When The Free Press reached out to the school district, a spokesman told the outlet that the school sees the stipends as "internships" that ensure "equitable participation in CFJ programs, embracing diverse perspectives in education.”  

The outlet interviewed four teachers about the matter and they, on the other hand, saw the $1,400 stipends to the students as a “horrible propaganda strategy.” 

A 2024 article about CFJ stated that the activist organization “has helped teachers in rewiring the way they connect with students—particularly students of color. This means, for example, breaking down old stereotypes where teachers are perceived as the ones with authority and knowledge to establishing a new viewpoint that teachers are allies and catalysts of the students’ own strengths and knowledge.” 

Jay Goldfischer, a history teacher in the school district, told the outlet, “One of the reasons that they were hired is to help our students find their voice and be able to express it." 

“But in reality, CFJ is not helping students find their own voices. It’s giving them a scripted voice that’s not their own," he added. “They’re teaching them parroting, which is the exact opposite of how you empower children.” 
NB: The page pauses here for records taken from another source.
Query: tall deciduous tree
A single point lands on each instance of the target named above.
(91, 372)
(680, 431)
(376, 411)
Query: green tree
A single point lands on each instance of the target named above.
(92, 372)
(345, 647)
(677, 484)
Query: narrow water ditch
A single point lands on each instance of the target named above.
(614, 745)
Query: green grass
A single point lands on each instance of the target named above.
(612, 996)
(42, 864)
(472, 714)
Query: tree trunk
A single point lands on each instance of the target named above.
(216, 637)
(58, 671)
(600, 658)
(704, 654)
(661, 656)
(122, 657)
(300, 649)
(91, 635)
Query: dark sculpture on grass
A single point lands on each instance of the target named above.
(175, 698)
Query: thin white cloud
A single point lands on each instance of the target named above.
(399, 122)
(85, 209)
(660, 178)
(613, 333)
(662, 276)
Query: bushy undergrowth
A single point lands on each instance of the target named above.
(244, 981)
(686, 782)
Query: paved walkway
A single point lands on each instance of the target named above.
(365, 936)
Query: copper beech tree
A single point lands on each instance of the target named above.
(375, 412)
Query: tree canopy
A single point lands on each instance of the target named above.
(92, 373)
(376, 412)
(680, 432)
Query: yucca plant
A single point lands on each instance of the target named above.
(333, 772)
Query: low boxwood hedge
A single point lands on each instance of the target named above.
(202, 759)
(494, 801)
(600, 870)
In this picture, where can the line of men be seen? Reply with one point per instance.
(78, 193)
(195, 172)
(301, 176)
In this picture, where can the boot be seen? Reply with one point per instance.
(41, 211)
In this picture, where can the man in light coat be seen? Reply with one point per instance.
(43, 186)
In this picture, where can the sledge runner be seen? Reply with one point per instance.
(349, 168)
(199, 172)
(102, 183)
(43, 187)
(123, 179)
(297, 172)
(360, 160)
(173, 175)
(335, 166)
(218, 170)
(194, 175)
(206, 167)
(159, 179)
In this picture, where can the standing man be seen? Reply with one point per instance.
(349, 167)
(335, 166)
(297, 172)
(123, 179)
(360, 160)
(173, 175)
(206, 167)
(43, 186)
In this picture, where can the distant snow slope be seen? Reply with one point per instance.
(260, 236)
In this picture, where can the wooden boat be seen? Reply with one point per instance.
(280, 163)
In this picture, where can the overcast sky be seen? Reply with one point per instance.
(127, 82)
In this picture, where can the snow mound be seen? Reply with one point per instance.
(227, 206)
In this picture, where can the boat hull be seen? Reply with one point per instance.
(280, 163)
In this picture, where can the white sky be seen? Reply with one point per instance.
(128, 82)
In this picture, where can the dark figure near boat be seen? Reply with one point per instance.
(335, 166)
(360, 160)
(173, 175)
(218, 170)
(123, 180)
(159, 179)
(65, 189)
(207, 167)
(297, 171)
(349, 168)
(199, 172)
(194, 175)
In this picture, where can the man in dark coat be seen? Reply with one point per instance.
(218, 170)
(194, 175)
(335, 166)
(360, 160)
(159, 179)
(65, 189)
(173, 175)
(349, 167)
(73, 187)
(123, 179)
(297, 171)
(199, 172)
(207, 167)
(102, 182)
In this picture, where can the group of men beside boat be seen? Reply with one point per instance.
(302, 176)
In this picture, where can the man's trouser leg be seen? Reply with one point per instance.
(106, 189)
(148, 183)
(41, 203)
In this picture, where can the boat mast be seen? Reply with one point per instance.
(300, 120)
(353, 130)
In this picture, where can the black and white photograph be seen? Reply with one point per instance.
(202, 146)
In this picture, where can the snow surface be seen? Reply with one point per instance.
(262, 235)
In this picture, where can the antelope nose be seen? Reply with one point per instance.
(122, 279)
Goldfischer, who is also Jewish, also had concerns over their posts regarding the Israel-Hamas war just weeks after Oct. 7, when one said that "the plight of the Palestinian people" is an “ethnic cleansing and apartheid orchestrated by white supremacist settler colonialism bent on the goal of wiping out the indigenous Palestinian population.”  

After this, other colleagues and parents pointed to the antisemitic nature of the posts, seven students and one activist spoke in a December school board meeting, supporting the group. The president of Long Beach school board, Diana Craighead, also stated in an email to a teacher that she was "concerned with the antisemitic nature of their opinions." 

“However,” Craighead added, “I felt that the benefit of their support for our students outweighed my concerns.”  

The latest total cost of the contract with CFJ that goes to June 2024 was nearly $900,000.